A distinction is made between 10 different types of vasculitis. Most occur in small blood vessels, fewer found in the larger blood vessels.

Small vessels


Churg-Strauss syndrome
An infection that primarily occurs in the airways and is associated with asthma. The inflammation is found in small to medium-sized vessels.

Cutaneous leukocytoclastic angiitt
A condition found only in the skin, and that is not spread around the body or in the kidneys.

Essential cryoglobulin misk vasculitis
An inflammation that affects the smallest blood vessels: capillaries, venules or arterioles. It attacks the very skin and kidneys.

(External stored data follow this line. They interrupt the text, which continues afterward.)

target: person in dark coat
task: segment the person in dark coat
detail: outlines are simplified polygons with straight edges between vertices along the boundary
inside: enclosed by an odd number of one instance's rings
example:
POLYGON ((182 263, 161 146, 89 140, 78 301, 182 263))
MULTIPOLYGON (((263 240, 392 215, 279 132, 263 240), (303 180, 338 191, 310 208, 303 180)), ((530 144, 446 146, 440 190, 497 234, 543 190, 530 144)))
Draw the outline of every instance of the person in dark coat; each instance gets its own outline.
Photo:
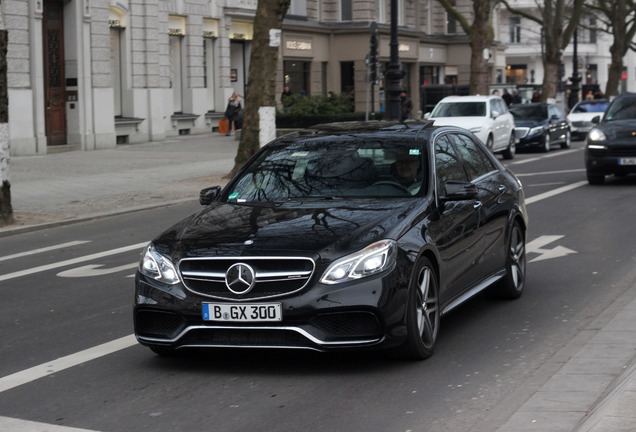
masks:
POLYGON ((510 93, 508 93, 508 90, 504 89, 503 95, 501 96, 501 98, 504 100, 507 106, 510 106, 510 102, 512 101, 512 96, 510 96, 510 93))
POLYGON ((232 122, 234 122, 234 128, 240 129, 238 125, 238 117, 241 111, 241 100, 236 92, 232 93, 230 99, 227 102, 227 108, 225 108, 225 117, 229 120, 227 133, 225 135, 231 135, 232 133, 232 122))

inflammation of blood vessel

Henoch-Schonlein purpura
The immune substances affecting capillaries, venules or arterioles. The disease typically attacks the skin, intestines and kidneys, but it also has joint pain or arthritis. The condition occurs in children.

Microscopic polyangiitis
Inflammation and destruction of capillaries, venules, or arterioles, but also small and medium-sized arteries may be approached. Severe kidney inflammation (necrotizing glomerulonephritis) is very common.

Wegener's granulomatosis
Inflammation of the airways and damage to capillaries, venules, arterioles and arteries. Severe kidney infection is common.

Medium-sized vessels

Kawasaki disease
Inflammation of the arterial wall, especially in the cardiac coronary arteries, but also the main artery (aorta) and veins may be involved. It occurs in young children.

Polyarteritis nodosa
A severe inflammation of the wall to the medium to small arteries without kidney damage or vasculitis in arterioles, capillaries and venules.

Large vessels


Giant cell arteritis
Inflammation of the aorta and its major branches. Especially frequent is the temporal artery the attack (temporalisarteritt), a condition associated with polymyalgia rheumatic.

Takayasu arteritis
Inflammation of the aorta and its major branches.